Ebby Nelson-Addy

Personal information
- Full name: Ebenezer Godfried Nelson-Addy
- Date of birth: 13 September 1992 (age 32)
- Place of birth: Milton Keynes, England
- Position(s): Winger

Team information
- Current team: Bedford Town

Youth career
- 2000–2012: Aston Villa

Senior career*
- Years: Team / Apps / (Gls)
- 2012–2013: Loughborough University
- 2013: Brackley Town / 1 / (0)
- 2013–2014: Worcester City / 33 / (2)
- 2014–2015: Brackley Town / 25 / (2)
- 2015–2016: Hartlepool United / 4 / (0)
- 2015–2016: → Worcester City (loan) / 5 / (1)
- 2016–2017: Worcester City / 19 / (3)
- 2017: → Barton Rovers (loan)
- 2017–2018: Hemel Hempstead Town / 7 / (1)
- 2018: Cambridge City / 9 / (5)
- 2018–: Bedford Town

= Ebby Nelson-Addy =

English footballer

Ebenezer Godfried Nelson-Addy (born 13 September 1992) is an English footballer who plays for side Bedford Town, where he plays as a midfielder.

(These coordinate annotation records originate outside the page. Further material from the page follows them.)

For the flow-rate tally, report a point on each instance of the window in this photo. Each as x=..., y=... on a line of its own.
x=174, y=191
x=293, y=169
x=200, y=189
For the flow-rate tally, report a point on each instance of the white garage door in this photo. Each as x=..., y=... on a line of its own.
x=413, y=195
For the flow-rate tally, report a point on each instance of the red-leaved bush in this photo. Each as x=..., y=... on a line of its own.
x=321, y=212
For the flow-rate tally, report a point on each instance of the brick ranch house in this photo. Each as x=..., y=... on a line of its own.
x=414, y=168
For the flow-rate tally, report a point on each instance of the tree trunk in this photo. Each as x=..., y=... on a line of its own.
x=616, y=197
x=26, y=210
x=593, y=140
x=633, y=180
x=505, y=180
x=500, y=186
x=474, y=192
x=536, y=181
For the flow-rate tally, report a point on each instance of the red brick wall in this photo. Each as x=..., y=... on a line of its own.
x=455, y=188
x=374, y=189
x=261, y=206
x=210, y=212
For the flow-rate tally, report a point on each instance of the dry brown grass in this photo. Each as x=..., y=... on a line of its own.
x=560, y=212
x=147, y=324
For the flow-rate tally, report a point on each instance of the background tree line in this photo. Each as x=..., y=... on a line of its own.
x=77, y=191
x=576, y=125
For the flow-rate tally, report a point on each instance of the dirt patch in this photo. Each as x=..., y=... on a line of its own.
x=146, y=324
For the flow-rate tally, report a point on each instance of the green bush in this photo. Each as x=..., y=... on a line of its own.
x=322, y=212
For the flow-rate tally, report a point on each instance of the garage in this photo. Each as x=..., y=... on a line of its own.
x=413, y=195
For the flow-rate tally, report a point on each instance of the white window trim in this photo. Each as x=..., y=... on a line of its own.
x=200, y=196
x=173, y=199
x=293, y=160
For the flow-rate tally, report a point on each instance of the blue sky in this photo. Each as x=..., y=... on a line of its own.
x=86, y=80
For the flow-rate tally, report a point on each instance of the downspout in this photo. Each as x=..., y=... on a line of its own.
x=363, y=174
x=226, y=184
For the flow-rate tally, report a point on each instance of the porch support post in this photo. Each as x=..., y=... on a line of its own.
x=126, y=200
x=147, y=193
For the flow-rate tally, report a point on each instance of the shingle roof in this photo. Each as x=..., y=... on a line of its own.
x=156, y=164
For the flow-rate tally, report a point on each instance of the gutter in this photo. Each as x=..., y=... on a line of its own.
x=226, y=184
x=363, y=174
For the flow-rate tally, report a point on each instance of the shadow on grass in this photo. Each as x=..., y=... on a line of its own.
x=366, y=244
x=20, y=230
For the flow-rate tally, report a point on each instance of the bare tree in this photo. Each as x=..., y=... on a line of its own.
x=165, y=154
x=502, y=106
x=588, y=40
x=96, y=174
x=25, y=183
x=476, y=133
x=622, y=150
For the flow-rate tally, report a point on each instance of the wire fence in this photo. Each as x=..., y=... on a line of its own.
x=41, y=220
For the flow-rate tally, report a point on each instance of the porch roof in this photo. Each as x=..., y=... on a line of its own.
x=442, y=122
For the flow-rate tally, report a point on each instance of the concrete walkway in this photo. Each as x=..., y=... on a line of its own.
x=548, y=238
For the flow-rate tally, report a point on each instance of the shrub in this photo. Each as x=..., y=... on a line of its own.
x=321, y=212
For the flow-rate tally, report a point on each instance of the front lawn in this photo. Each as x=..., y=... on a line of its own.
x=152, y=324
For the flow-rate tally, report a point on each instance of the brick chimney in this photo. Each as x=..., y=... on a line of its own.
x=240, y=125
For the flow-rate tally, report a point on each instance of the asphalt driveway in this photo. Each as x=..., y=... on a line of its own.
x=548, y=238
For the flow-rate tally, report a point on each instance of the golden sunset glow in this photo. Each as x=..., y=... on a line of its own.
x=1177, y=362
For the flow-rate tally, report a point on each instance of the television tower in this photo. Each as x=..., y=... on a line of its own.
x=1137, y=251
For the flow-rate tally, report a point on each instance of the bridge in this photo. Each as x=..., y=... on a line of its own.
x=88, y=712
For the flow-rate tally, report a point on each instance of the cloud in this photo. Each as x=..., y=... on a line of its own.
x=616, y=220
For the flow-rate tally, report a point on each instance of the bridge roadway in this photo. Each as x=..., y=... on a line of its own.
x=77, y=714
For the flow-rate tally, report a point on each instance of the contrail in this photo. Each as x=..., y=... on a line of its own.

He is a product of the Aston Villa Academy.

==Career==
===Youth career===
Nelson-Addy started his career at Aston Villa at the age of eight, ultimately being released in the summer of 2012 after twelve years. He was part of the Villa academy side that lost the 2010 FA Youth Cup final 3–2 on aggregate to Chelsea, playing 90 minutes at right midfield for both legs. He also played for Aston Villa Reserves as they won the FA Premier Reserve League South and finished runners-up in the League final.

===Non-league===
Nelson-Addy joined Conference North side Brackley Town in March 2013 following his release from Aston Villa at the end of the previous season. He only managed one senior appearance that season before moving to Worcester City in the same league where he established himself in the first team. Nelson-Addy then moved back to Brackley Town for the following season, becoming a first-team regular, before transferring to Hartlepool United in March 2015.

===Hartlepool United===
Nelson-Addy joined Hartlepool United in March 2015 and made his League Two debut as a substitute in a 3–0 loss to Luton Town on 18 April 2015.

===Bedford Town===
On 3 November 2019, Nelson-Addy joined Bedford Town from Cambridge City, on 3 August 2019, Ebby resigned for Bedford Town in preparation for the 2019–20 season.